Las imágenes poéticas se suceden y uno descubre entonces, vuelvo a citar a Zoé,
que “la felicidad no está en nosotros, apenas es un segundo que nos acaricia,
una palabra que nos consuela del vacío que abundante se yergue en nuestras
cabezas”.
3. Presión Arterial
El amor son todas nuestras rabias. Nuestras alegrías y esos segundos
que se acumulan en la memoria y que después desaparecen. Yo también al igual
que Zoé, “cuando todo resultaba nuevo, cuando sorprenderme por pequeñas cóleras
era incluso afortunado, pensaba que el amor debía ser la más hermosa de las
miserias”. Al igual que ella, pero sin estar desahuciado, he auscultado en la
soledad como un viaje iniciático a nuevos estados de convivencia. A sitios
inconmensurables en donde, en medio de la estridencia de la compañía del mundo,
la existencia del ser humano se reduce a interrogantes, a pequeñas placas, a
breves imágenes que en secuencia constituyen la película de nuestras vidas.
De entre la serie de secuencias que hilvanan la historia, existe un
pasaje que habla del amor y el descubrimiento del mundo. Un pasaje que tatúa la
imaginación de quien lo lee, pues no quedará intacto después de hacerlo. Un
pasaje que habla sobre Zoé y su prima Esther (quien tiene una enfermedad que la
condena a parecer niña) y una visita que realizan a una zona de prostíbulos. Un
pasaje que abunda en las bondades de la noche y sus habitantes, en el deseo, en
el descubrimiento de la sexualidad que oscila entre la inocencia y la
perversión.
4. Frecuencia respiratoria
Leo en un blog: “Los que sobran, los que faltan, los que siempre
harán falta, los que jamás van a sobrar… he tropezado tantas veces contigo que
a veces creo que eres todo menos piedra. Ven y dame un abrazo inexplicable”. Y
pienso en el rostro de quien posteó esas palabras. Pienso en el rostro de Zoé,
de Aura, de Jacinta, de Esther, de Alma, de Martha, de Fabián. Pienso en el
Acapulco que no es la joya turística que hemos conocido. En los habitantes de
un Guerrero incendiado por el odio, el rencor, la soledad y el dolor que hoy se
lee también en los diarios y en la literatura guerrerense. Pienso en Signos
vitales como una larga epístola que habla de las pulsiones del ser humano, de
sus más íntimos reproches y sus más profundos placeres. Pienso en la incertidumbre
de la protagonista y de su viaje personal a la Itaca de los brazos de su padre.
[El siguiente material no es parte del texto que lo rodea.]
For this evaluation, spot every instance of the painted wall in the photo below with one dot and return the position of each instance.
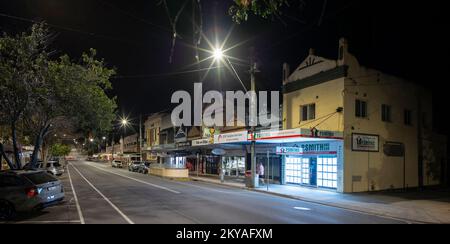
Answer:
(370, 171)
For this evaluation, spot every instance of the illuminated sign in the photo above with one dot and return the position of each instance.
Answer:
(231, 137)
(365, 143)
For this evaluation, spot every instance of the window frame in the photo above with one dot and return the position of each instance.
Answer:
(386, 113)
(359, 112)
(310, 112)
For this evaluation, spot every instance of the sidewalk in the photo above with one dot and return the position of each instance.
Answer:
(415, 207)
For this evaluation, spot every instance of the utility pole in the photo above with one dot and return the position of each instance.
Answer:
(140, 136)
(253, 71)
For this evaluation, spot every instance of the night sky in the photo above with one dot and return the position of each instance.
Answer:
(404, 38)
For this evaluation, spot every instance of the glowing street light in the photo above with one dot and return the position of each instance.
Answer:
(218, 54)
(124, 122)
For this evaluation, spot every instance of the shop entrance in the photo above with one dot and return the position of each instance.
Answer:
(315, 171)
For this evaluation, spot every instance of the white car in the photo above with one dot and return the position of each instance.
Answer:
(27, 190)
(117, 164)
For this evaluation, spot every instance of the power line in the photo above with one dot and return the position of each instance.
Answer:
(118, 77)
(92, 34)
(135, 17)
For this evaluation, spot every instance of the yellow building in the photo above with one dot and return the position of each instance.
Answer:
(385, 121)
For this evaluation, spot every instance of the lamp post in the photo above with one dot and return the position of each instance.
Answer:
(218, 55)
(253, 71)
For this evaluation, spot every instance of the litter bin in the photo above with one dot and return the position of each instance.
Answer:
(248, 179)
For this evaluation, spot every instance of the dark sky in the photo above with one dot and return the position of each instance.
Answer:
(405, 38)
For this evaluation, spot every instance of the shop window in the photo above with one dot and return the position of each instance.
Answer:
(327, 172)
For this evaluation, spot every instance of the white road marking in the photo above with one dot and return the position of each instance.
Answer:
(48, 222)
(80, 214)
(104, 197)
(302, 209)
(137, 180)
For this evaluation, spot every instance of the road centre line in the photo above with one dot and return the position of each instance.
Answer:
(104, 197)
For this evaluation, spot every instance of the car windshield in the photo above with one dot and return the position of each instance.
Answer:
(40, 178)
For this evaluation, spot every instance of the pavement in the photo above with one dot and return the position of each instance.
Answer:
(99, 194)
(414, 207)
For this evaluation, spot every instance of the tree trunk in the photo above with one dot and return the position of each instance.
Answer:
(38, 144)
(2, 153)
(15, 148)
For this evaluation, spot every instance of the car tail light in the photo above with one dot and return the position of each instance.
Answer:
(32, 192)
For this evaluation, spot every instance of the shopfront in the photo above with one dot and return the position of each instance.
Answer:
(313, 164)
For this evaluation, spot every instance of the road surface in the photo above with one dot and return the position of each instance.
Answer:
(99, 194)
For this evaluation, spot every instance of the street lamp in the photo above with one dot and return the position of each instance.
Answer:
(124, 122)
(218, 54)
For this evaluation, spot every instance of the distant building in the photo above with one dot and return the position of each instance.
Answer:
(385, 122)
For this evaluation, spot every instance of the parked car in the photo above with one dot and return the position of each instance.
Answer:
(29, 167)
(133, 167)
(143, 167)
(27, 190)
(117, 164)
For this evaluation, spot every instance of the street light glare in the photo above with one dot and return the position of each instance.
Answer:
(218, 54)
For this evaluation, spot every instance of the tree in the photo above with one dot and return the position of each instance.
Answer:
(74, 96)
(19, 59)
(48, 94)
(241, 9)
(59, 150)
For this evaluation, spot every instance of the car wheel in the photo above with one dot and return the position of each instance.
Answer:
(6, 210)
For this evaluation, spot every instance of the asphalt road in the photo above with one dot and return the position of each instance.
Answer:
(116, 196)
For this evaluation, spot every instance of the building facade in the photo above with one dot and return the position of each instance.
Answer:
(385, 122)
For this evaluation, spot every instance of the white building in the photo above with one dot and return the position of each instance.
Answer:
(379, 117)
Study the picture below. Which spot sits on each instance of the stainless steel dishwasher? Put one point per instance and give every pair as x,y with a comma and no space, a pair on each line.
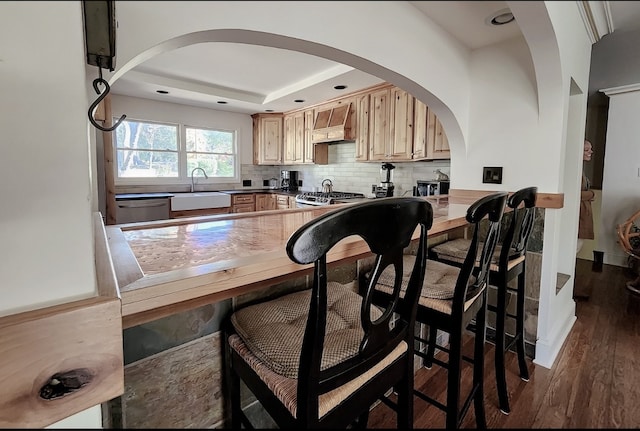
136,210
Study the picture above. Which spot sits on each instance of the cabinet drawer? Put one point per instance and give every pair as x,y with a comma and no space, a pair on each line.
243,208
243,199
282,200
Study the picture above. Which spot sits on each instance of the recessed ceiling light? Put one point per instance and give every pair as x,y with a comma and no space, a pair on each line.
501,17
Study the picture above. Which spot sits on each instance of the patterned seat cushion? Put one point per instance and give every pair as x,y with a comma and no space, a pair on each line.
273,330
455,250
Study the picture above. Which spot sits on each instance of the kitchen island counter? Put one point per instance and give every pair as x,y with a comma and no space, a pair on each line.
168,266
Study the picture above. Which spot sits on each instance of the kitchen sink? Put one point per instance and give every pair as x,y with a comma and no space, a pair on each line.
200,200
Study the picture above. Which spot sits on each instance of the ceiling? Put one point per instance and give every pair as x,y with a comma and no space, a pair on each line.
251,78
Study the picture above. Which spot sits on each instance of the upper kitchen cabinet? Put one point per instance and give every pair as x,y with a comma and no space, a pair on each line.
298,145
294,138
334,121
390,125
313,153
429,139
362,142
267,139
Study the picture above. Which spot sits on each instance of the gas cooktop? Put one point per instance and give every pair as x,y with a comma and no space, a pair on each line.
322,198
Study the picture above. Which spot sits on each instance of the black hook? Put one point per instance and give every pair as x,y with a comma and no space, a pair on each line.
93,106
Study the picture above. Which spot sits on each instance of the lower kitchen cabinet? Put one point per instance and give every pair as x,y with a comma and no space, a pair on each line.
199,212
265,201
243,203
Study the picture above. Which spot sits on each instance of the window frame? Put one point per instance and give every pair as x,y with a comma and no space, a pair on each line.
184,177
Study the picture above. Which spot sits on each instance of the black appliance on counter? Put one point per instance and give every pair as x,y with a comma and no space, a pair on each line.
289,181
325,198
385,189
431,188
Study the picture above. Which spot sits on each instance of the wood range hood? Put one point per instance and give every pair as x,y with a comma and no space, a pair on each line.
333,125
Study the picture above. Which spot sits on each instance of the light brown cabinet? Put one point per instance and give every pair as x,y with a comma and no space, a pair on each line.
267,139
313,153
265,201
294,138
242,203
362,141
298,146
284,202
390,124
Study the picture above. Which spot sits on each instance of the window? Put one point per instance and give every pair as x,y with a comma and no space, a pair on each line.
153,153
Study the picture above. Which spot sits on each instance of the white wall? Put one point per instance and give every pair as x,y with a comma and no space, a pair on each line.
45,223
621,177
45,178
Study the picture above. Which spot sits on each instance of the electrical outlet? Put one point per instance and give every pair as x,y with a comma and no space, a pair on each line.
492,175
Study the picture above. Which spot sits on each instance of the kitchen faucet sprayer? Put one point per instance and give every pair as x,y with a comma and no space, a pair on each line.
192,171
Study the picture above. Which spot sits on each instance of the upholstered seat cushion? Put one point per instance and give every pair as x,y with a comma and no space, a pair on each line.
273,330
455,250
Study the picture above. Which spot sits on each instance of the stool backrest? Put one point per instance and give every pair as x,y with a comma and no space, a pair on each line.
477,260
523,203
387,225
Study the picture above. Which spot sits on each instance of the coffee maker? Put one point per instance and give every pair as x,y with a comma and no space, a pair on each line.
289,181
385,189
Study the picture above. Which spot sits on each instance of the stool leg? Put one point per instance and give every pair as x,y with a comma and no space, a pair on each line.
431,347
478,367
522,362
454,369
501,314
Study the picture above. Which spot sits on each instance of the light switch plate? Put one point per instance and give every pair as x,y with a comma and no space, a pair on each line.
492,175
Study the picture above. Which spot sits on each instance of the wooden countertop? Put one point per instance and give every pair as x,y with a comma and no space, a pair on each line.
167,266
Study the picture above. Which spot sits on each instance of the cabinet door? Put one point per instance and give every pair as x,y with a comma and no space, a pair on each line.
437,142
293,138
401,126
420,123
362,139
309,118
265,202
379,114
282,202
267,139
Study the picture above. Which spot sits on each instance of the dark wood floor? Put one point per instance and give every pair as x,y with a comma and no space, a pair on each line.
594,382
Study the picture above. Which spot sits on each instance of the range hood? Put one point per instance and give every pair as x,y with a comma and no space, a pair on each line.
333,125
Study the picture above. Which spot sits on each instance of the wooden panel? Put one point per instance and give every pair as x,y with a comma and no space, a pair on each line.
420,121
199,212
362,141
401,125
82,335
544,200
243,198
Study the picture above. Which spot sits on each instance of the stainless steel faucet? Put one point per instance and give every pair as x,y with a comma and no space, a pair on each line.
195,169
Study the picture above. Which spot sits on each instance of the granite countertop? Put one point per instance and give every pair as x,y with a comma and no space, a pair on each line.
168,262
161,195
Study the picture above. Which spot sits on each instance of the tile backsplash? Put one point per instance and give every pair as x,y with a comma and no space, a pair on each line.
347,175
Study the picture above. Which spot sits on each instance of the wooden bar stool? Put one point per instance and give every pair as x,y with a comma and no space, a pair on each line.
451,297
508,263
321,357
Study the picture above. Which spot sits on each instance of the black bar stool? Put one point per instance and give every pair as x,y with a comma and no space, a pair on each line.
508,263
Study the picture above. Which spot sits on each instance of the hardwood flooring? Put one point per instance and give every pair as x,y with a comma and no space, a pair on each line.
594,383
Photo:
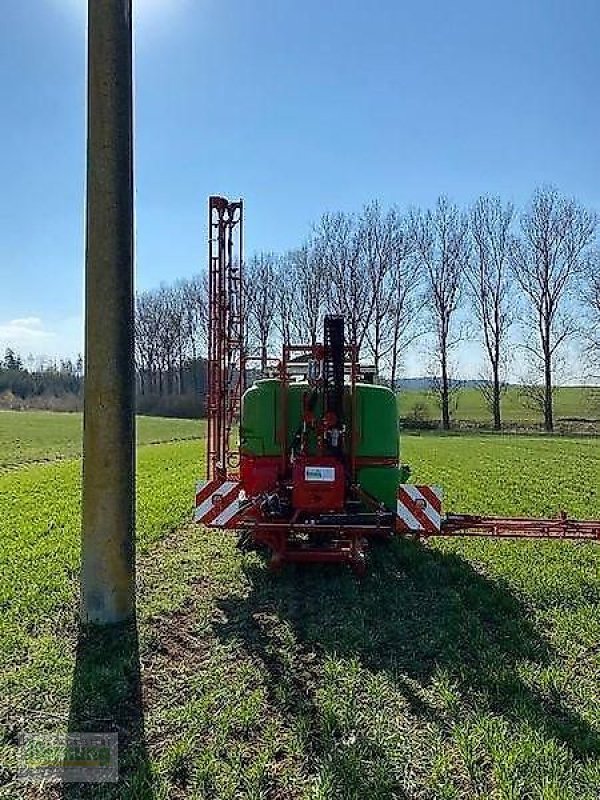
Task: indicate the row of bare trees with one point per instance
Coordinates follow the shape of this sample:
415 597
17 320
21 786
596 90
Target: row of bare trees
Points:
524 284
170 337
Pienso en la cantidad de hombres y mujeres que crecen con los cimientos de una
familia fracturada. Pienso en quienes fracturan la familia ya construida. En
cómo el amor y el cariño en ocasiones no son suficientes para edificar algo.
Pienso en la cantidad de imágenes tan crueles y hermosas que pululan en la prosa
de Vanessa. En la forma en que el sol va comiéndose el 65% de nuestro cuerpo,
en cómo entra por la ventana de la habitación donde escribo estas palabras, y
acumula su sombra y devora el día, hasta convertirse en noche y recordarme que
todo ocurre un día a la vez. Pienso en esa frase que ahora mismo puedo
repetirme como un mantra, en esa frase que está escrita entre líneas en la
novela Signos Vitales y que ahora sirve para recordarme que la soledad era
esto, que la vida es esto y muchas otras cosas más: un día a la vez.